Cat and station master

Longjiaosun (龍蕉Sun) is the former cat station master of Jiji railway station in Nantou County, Taiwan. Longjiaosun was adopted from a local animal shelter in November 2021, in preparation for the 100th anniversary of the railway station the following year. That year would also be the year of the Tiger, and Jiji authorities were promoting leopard cat conservation. The cat was named after dragon fruits and bananas, both produced near Jiji, combined with the warmth of the sun. Longjiaosun worked at the station five days a week. On 11 June 2023, Longjiaosun was laid off due to upcoming renovations at the station, and retired to his caretaker's house.

==Installation==
Jiji railway station in Nantou County, Taiwan, on the Jiji branch line, was built in 1922 to transport construction materials to Sun Moon Lake. After reconstruction in 2001, it began to be used primarily for tourism. In the lead up to its 100th anniversary, the railway station began to search for a cat to adopt as a station master. At the time the town was raising awareness of leopard cat conservation, as well as preparing for the upcoming year of the Tiger. It was felt that a station cat could both promote the care of strays and contribute to the awareness of leopard cats, which are often confused with domestic cats. A reportedly very friendly orange cat was selected from the Nantou Animal Shelter on 19 November 2021. This cat had been caught in Mingjian that October, and turned over to the shelter, which neutered it. The cat was formally adopted by the Jiji Township Office and the owner of a local banana-related tourist site. Public input was requested to find a name. The time between the adoption and the station's centennial would be used to acclimatize the cat to its new surroundings.
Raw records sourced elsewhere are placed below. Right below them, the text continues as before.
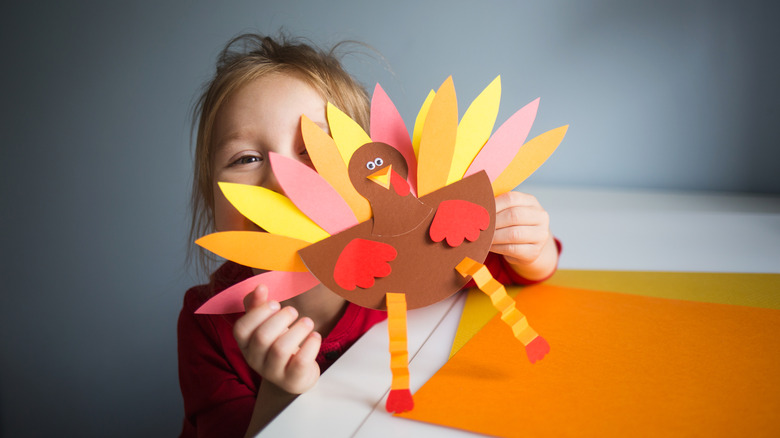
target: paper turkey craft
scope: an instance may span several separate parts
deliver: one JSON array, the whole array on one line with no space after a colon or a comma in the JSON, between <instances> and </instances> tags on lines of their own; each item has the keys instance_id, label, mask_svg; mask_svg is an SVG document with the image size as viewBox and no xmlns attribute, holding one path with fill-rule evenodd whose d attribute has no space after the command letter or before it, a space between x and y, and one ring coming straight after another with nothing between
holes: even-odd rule
<instances>
[{"instance_id":1,"label":"paper turkey craft","mask_svg":"<svg viewBox=\"0 0 780 438\"><path fill-rule=\"evenodd\" d=\"M197 313L243 312L244 296L266 284L282 301L318 283L361 306L387 310L393 380L386 408L413 407L409 391L406 310L447 298L473 277L526 348L548 351L514 301L481 264L495 227L494 196L533 173L568 126L525 142L539 99L491 136L501 94L496 78L458 123L452 78L431 91L410 139L393 103L377 85L371 135L331 104L331 136L301 118L316 170L270 155L284 195L220 183L227 199L265 232L226 231L196 243L236 263L266 270L217 294ZM522 146L522 147L521 147ZM286 195L286 196L285 196Z\"/></svg>"}]
</instances>

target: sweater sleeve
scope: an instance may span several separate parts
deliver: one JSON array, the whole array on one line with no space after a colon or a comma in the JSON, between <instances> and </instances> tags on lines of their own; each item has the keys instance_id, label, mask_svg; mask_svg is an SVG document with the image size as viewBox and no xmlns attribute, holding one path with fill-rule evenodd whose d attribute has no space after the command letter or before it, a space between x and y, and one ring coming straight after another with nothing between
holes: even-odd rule
<instances>
[{"instance_id":1,"label":"sweater sleeve","mask_svg":"<svg viewBox=\"0 0 780 438\"><path fill-rule=\"evenodd\" d=\"M259 376L242 365L232 336L236 317L196 315L203 301L198 292L193 288L185 295L177 329L185 414L181 436L241 437L252 416Z\"/></svg>"}]
</instances>

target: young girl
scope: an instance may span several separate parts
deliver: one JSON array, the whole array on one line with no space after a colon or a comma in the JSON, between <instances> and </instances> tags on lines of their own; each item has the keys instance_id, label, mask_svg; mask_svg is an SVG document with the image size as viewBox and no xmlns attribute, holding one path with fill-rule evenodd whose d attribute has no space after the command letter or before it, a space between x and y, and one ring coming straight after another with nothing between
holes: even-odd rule
<instances>
[{"instance_id":1,"label":"young girl","mask_svg":"<svg viewBox=\"0 0 780 438\"><path fill-rule=\"evenodd\" d=\"M195 111L192 235L259 230L225 199L217 182L280 191L268 153L310 164L301 115L327 131L326 102L368 132L368 95L332 52L259 35L230 41ZM536 199L509 192L496 198L496 211L485 261L493 276L527 284L552 275L557 242ZM260 286L244 300L244 314L194 314L214 294L252 275L252 269L226 262L208 284L184 297L178 323L182 436L253 436L386 317L322 285L283 303L269 300Z\"/></svg>"}]
</instances>

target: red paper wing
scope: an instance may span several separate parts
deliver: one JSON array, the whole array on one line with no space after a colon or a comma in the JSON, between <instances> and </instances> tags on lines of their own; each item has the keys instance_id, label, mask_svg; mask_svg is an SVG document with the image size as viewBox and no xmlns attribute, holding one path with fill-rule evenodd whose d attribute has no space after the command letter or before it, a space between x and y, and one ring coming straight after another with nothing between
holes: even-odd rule
<instances>
[{"instance_id":1,"label":"red paper wing","mask_svg":"<svg viewBox=\"0 0 780 438\"><path fill-rule=\"evenodd\" d=\"M374 285L375 278L390 275L388 262L397 255L395 248L387 243L353 239L339 254L333 279L346 290L368 289Z\"/></svg>"},{"instance_id":2,"label":"red paper wing","mask_svg":"<svg viewBox=\"0 0 780 438\"><path fill-rule=\"evenodd\" d=\"M474 242L479 233L490 225L490 214L480 205L461 199L448 199L439 204L431 223L430 235L434 242L447 239L451 247L463 240Z\"/></svg>"}]
</instances>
On 14 January 2022 the railway station commemorated its centennial, and Longjiaosun was introduced as the new station master. The name Longjiaosun (龍蕉Sun) was created by a five-year-old girl from Shuili, and selected via online voting. It combines parts of the words for dragon fruit (火龍果, ) and banana (香蕉, ), both grown in the local area, with the warmth of the sun. The event was attended by the Mayor of Jiji, as well as Mikan, the cat station master of Ciaotou Sugar Refinery metro station who travelled north from Kaohsiung for the event. 1,000 commemorative tickets were created for the event, selling out within an hour. Cross-promotion was continued with Mikan over Instagram.

Following the opening, Longjiaosun began working from Thursday to Monday, with two days off each week reportedly to comply with Taiwanese labor laws. Longjiaosun lived in a house nearby, and was picked up and dropped off by a station worker. Reportedly Longjiaosun noticeably gained weight during his first year at the railway station.

==Retirement==
On 26 May 2023, it was announced via social media that due to upcoming renovations, Longjiaosun would be laid off after 11 June. The renovations would change the purpose of some of the station's spaces, and it was thought it would no longer be suitable for a cat. The township office stated Longjiaosun would temporarily move to the banana tourist site. It also confirmed that the adoptive mother who cared for Longjiaosun during non-work hours would continue this role, and would still update the cat's social media profiles.